Research News

SLU Launches Trial for Zika Vaccine
June 28, 2016

Sarah George, M.D., Associate Professor of Infectious Diseases, is PI on a clinical trial to test a Zika virus vaccine. The trial will be conducted at the Center for Vaccine Development at SLU in partnership with a research site in Puerto Rico. The trial is set to begin in a few months.
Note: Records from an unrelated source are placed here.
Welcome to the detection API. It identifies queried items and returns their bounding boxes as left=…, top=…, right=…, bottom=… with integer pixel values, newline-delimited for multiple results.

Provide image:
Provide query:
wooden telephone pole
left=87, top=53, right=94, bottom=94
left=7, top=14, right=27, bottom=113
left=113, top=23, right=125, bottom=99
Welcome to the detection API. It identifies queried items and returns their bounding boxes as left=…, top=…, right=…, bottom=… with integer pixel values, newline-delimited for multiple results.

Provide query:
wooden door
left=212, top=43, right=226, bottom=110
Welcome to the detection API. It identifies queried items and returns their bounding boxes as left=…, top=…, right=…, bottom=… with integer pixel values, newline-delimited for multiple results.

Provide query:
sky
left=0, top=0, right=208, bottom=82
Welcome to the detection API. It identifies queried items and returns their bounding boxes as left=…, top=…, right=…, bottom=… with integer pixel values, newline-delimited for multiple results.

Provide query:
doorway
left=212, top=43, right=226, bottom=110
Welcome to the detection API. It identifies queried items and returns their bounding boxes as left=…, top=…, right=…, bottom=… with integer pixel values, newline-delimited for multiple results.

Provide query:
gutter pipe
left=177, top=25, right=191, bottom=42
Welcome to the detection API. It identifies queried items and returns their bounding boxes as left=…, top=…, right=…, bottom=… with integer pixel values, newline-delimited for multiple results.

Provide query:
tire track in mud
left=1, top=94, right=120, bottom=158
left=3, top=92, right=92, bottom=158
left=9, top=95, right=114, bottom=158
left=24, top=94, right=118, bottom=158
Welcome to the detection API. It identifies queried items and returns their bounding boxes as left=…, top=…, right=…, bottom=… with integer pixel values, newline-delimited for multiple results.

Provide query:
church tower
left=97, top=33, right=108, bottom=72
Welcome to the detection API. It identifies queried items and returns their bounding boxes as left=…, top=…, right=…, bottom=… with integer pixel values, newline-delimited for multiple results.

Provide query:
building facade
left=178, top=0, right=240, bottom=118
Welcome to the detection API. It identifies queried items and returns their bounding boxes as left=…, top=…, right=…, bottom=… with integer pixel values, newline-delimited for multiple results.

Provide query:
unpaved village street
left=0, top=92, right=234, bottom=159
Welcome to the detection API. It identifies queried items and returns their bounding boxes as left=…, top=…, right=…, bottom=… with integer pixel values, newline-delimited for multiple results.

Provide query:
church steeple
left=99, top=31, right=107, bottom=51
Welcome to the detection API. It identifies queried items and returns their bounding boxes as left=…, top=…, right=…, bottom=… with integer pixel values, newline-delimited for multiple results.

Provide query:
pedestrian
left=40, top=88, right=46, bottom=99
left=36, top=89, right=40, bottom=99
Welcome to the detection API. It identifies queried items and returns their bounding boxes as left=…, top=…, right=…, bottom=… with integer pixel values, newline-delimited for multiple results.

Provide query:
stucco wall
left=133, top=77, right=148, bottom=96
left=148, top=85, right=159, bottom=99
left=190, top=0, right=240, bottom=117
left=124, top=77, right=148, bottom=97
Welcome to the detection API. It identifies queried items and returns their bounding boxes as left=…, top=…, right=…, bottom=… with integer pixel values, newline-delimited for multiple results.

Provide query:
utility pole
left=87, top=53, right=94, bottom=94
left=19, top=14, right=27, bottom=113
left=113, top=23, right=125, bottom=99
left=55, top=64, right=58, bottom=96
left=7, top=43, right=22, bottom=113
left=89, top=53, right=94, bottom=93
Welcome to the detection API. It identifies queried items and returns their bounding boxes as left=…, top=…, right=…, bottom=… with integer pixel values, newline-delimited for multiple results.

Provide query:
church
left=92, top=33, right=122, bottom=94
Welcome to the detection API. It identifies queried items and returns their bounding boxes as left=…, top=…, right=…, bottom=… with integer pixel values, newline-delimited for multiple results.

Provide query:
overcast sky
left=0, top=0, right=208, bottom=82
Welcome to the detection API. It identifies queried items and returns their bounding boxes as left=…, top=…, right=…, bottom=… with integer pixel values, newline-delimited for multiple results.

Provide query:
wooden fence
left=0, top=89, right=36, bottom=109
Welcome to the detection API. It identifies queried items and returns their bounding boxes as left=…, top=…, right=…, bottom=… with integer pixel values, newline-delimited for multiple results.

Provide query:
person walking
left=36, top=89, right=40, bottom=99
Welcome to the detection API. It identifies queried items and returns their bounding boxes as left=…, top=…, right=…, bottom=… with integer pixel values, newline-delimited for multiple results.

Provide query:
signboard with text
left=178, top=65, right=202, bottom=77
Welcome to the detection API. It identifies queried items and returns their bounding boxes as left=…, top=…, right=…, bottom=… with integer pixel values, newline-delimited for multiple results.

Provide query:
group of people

Zika is a flavivirus spread by the Aedes mosquito, but can be transmitted sexually as well. Babies born to women who contracted the virus during pregnancy are often born with complications, including microcephaly and vision deficits. Developing a vaccine that can be given early in life could help protect future generations from the devastating effects of this virus.

For more information, read the full article in Newslink.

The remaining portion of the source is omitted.